The boom in natural gas in West Virginia has brought prosperity to some previously deprived parts of the state. However, as the industry booms more workers are paying the ultimate price by losing the lives on the job, according to new figures.
Statistics from the U.S. Department of Labor’s Bureau of Labor Statistics found 13 workers in the state’s oil and gas industry died during the five-year period from 2008 to 2012. The figure is alarming because it’s more than double the number of workers who lost their lives during the previous five-year period from 2004 to 2008 when five workers died, according to the bureau.
The Charleston Gazette reported the rise in worker deaths comes at a time when natural gas production in West Virginia has also more than doubled. The increase in deaths coincides with a rush to tap into the Marcellus Shale reserves. Oil and gas extraction activities also more than doubled in that time, according to data from the U.S. Energy Information Administration.
West Virginia is not alone in paying for the increase in production in lives. Other states that are playing their part in America’s energy boom such as Texas, North Dakota and Pennsylvania have seen increases in worker fatalities, according to the Houston Chronicle.
As a West Virginia injury lawyer I find this trend troubling. It suggests these industries are not putting adequate resources into protecting their workers. The Chronicle reported a decline in deaths in just one state, Wyoming, the only one of eight major states to tap into the energy boom to have “engaged in a sustained state-sponsored effort to reduce workplace fatalities.”
The figures have sparked calls to the Obama administration to launch an initiative to prevent major industry disasters and to address safety problems in the fast-growing oil and gas business.
As well as deaths in the oil and gas industry, worker injuries occur regularly. Last year a fire at an Antero Resource’s natural gas drilling site in Doddridge County, West Virginia injured eight workers.
The Charleston Gazette reported the U.S. Occupational Safety and Health Administration is considering expanding its “process safety management,” or PSM, rule, which requires employers to anticipate potential accident scenarios and take steps to avoid such incidents before they occur. OSHA is considering eliminating the PSM rule exemptions for oil and gas drilling and servicing, and for production facilities.
In a letter to OSHA, the U.S. Chemical Safety Board argued that the exemptions for oil and gas industry sites should be eliminated from the PSM rule.
The CSB said its own review discovered 1,285 incidents oil and gas installations between 2009 and February 2014 that resulted in injuries to workers, deaths, evacuation, damage of more than $500,000 to the facilities or “acute environmental damage.”

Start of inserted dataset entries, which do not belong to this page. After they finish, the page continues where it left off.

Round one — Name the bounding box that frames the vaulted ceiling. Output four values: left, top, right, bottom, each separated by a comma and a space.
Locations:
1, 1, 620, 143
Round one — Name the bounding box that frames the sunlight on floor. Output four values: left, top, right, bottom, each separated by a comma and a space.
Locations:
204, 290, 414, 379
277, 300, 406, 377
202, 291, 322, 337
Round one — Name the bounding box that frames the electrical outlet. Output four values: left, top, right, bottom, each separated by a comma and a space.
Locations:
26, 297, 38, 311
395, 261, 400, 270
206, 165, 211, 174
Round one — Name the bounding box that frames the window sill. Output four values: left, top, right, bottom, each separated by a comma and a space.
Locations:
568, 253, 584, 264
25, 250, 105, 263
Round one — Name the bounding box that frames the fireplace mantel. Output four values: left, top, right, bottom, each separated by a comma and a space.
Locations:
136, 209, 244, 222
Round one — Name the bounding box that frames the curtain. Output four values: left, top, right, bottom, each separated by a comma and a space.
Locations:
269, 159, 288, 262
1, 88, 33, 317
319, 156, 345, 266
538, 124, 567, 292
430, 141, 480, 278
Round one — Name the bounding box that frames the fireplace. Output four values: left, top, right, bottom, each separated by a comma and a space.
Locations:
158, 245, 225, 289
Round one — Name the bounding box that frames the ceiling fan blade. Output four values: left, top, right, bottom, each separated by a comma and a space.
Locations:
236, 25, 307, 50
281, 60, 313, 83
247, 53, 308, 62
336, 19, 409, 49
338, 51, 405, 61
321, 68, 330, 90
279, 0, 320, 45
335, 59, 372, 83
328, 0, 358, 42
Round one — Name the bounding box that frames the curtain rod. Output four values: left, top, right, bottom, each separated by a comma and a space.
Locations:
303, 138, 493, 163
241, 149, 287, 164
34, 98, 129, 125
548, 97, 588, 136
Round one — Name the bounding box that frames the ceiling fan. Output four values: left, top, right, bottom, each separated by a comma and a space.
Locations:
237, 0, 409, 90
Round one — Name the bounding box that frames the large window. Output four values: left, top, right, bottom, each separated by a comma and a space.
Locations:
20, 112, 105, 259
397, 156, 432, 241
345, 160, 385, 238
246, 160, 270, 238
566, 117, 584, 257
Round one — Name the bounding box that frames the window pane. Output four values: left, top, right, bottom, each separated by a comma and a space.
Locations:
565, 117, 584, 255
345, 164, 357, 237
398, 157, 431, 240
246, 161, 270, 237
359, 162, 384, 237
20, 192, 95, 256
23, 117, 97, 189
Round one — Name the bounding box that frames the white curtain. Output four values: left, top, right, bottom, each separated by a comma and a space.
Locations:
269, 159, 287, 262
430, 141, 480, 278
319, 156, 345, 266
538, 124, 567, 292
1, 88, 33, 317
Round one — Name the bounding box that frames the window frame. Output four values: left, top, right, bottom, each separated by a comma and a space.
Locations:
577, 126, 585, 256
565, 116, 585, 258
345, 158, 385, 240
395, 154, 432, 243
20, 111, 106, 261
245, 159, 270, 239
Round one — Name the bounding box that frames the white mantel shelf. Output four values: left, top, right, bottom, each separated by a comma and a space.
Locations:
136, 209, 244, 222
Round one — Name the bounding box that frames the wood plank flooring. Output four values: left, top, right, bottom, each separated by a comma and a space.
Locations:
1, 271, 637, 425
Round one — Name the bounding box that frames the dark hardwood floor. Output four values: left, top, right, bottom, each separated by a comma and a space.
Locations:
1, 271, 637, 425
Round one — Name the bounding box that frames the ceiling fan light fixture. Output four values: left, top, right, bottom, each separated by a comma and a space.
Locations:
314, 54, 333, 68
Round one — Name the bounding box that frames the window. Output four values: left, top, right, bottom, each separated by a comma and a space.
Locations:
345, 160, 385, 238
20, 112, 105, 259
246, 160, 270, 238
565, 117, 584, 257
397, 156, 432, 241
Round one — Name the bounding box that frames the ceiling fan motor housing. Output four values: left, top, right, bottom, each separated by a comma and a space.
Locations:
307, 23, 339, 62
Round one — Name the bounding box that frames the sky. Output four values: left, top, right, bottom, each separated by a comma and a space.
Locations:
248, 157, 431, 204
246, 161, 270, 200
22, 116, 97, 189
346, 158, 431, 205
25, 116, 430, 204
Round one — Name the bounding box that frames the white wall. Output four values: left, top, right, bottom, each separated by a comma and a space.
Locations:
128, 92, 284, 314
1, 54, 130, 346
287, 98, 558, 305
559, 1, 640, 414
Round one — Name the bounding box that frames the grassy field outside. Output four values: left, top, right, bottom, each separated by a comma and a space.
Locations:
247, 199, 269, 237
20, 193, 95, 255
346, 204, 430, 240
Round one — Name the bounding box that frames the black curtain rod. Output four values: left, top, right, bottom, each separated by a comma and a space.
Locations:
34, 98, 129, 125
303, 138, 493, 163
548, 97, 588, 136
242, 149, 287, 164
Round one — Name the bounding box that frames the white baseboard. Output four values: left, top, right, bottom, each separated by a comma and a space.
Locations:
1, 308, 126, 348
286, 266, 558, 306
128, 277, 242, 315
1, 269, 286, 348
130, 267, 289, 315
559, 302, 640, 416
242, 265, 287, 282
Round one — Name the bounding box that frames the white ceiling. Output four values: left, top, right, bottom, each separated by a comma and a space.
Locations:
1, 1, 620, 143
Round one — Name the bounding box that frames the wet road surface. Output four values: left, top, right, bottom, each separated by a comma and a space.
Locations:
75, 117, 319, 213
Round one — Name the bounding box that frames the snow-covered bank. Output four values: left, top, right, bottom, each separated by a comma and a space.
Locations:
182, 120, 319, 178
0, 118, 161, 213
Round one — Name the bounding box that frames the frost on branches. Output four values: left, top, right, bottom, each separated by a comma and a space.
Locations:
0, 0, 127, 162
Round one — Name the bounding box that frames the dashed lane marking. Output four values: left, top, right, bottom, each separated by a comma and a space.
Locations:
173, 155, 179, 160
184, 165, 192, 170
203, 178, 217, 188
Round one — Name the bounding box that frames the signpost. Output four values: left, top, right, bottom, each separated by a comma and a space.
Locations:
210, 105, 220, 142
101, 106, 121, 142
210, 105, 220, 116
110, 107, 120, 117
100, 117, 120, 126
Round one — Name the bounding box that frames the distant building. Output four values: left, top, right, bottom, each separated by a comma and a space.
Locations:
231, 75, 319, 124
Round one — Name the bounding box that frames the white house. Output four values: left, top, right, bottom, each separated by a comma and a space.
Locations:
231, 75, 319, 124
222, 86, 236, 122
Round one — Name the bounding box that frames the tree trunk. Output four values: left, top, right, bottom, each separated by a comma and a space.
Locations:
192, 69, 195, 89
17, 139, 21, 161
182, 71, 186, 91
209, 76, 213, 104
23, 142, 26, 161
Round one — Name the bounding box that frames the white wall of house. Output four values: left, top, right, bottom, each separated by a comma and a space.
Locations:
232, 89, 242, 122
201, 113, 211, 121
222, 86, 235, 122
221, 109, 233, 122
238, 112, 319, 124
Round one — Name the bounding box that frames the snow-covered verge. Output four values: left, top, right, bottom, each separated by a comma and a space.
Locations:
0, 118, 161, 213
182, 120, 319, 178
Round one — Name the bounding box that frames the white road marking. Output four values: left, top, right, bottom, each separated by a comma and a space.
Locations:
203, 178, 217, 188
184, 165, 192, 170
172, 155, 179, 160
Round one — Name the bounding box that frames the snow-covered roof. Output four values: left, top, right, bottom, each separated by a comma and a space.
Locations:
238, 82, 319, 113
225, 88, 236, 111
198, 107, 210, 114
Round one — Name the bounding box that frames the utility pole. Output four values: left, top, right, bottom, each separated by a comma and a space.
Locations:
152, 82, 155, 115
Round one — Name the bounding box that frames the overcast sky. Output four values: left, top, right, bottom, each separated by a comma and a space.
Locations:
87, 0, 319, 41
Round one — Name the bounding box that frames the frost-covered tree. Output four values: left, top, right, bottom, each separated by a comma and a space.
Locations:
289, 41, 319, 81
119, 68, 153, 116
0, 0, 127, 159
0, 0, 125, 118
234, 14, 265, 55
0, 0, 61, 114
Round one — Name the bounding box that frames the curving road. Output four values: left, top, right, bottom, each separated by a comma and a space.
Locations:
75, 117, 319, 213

A separate report suggests the arrival of oil and gas extraction (known as fracking) industries, increase fatalities on roads around sites.
An analysis of traffic deaths and census data in six drilling states found in some places, “fatalities have more than quadrupled since 2004 — a period when most American roads have become much safer even as the population has grown,” stated Associated Press.
Oil and gas extraction has brought increased prosperity to parts of West Virginia but at a high price. The workers in these industries do a valiant job but clearly face danger on a regular basis.